Créditos: Divulgação
A produção foi rodada no verão de 2019
Apesar de este ser o longa-metragem de estréia da diretora, ela já possui uma carreira consolidada como realizadora teatral e conduziu alguns episódios em seriados televisivos com temáticas feministas. Em “Passagem”, ela permite ao público uma comunhão muito próxima com os dilemas da protagonista, que tenta desesperadamente fugir de si mesma, até encontrar alguém que precisa muito reencontrar a si mesmo. Os diálogos entre Lynsey e James são leves e graciosos, a despeito das cicatrizes que ambos possuem. Entretanto, notamos forçação actancial de barra em dois momentos específicos: um envolvendo a queda de um sorvete; outro, um beijo casual. Em ambos os momentos, a atriz protagonista abandona a delicadeza de sua composição e exagera na dramaticidade planejada para arrebatar prêmios. Mas são instantes isolados. Afora eles, o tom da interpretação de Jennifer Lawrence é contido e mui elogiável.
O título original do filme, ‘Causeway’, refere-se às pontes ou ferrovias construídas sobre lagos ou mares. Foi onde aconteceu o acidente que vitimou James e serve como metáfora para os esforços de Lynsey em recuperar a forma física, visto que ela trabalhava numa divisão aquática. Em dado momento, ela confessa a seu amigo que, desde pequena, acostumou-se a prender a respiração debaixo d’água. Gradualmente, compreendemos que a sua angústia familiar tem a ver com um irmão que viciou-se em drogas. Somente no desfecho compreendemos tudo, quando a sutil trilha musical de Alex Somers instala-se definitivamente em nossas mentes, confirmando o charme delicado desse filme pequeno, mas cheio de anseio pela vida. Recomendamos, inclusive terapeuticamente!
Trailer
Ficha Técnica
Título original e ano: Causeway, 2022. Direção: Lila Neugebauer.
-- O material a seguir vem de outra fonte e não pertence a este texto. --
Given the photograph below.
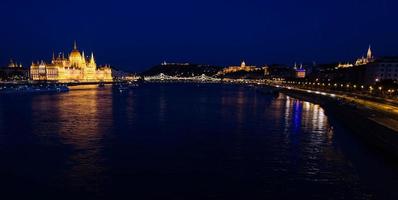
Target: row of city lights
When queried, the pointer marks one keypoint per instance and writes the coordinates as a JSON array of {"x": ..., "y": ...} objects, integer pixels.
[{"x": 371, "y": 88}]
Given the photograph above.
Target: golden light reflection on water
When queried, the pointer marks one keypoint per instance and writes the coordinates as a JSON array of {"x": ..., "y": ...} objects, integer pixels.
[
  {"x": 85, "y": 116},
  {"x": 82, "y": 116}
]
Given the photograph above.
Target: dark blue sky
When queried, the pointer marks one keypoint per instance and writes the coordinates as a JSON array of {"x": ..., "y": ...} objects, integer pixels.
[{"x": 135, "y": 35}]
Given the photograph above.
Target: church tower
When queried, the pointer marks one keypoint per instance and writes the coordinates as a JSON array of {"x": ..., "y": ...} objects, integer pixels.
[{"x": 369, "y": 54}]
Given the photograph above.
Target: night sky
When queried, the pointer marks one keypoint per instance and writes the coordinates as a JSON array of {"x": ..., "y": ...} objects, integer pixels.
[{"x": 135, "y": 35}]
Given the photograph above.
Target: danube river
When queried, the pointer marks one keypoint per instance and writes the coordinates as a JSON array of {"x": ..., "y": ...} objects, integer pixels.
[{"x": 182, "y": 141}]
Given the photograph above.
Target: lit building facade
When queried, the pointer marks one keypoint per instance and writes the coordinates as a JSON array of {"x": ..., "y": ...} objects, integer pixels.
[
  {"x": 382, "y": 69},
  {"x": 242, "y": 67},
  {"x": 360, "y": 61},
  {"x": 75, "y": 68},
  {"x": 300, "y": 72},
  {"x": 365, "y": 60}
]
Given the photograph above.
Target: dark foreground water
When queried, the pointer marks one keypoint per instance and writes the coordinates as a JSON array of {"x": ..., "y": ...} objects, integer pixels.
[{"x": 182, "y": 142}]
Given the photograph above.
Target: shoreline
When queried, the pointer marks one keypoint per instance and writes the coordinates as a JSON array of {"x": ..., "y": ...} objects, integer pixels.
[{"x": 357, "y": 120}]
Roteiro: Ottessa Moshfegh, Luke Goebel e Elizabeth Sanders. Elenco: Jennifer Lawrence, Danny Wolohan, Jayne Houdyshell, Neal Huff, Han Soto, Natalie Pilie, Linda Emond, Frederick Weller, Brian Tyree Henry, Sean Carvajal e Stephen McKinley Henderson. Gênero: Drama. Nacionalidade: EUA. Trilha Sonora Original: Alex Somers. Fotografia: Diego García. Edição: Robert Frazen e Lucian Johnston. Design de Produção: Jack Fisk. Figurino: Heidi Bivens. Produtora Executiva: Patricia Clarckson. Produtora: Jennifer Lawrence. Produtoras: A24, IAC FILMS, Excellent Cadaver e IPR.VC. Distribuidor Internacional: AppleTV+. Duração: 01h32min.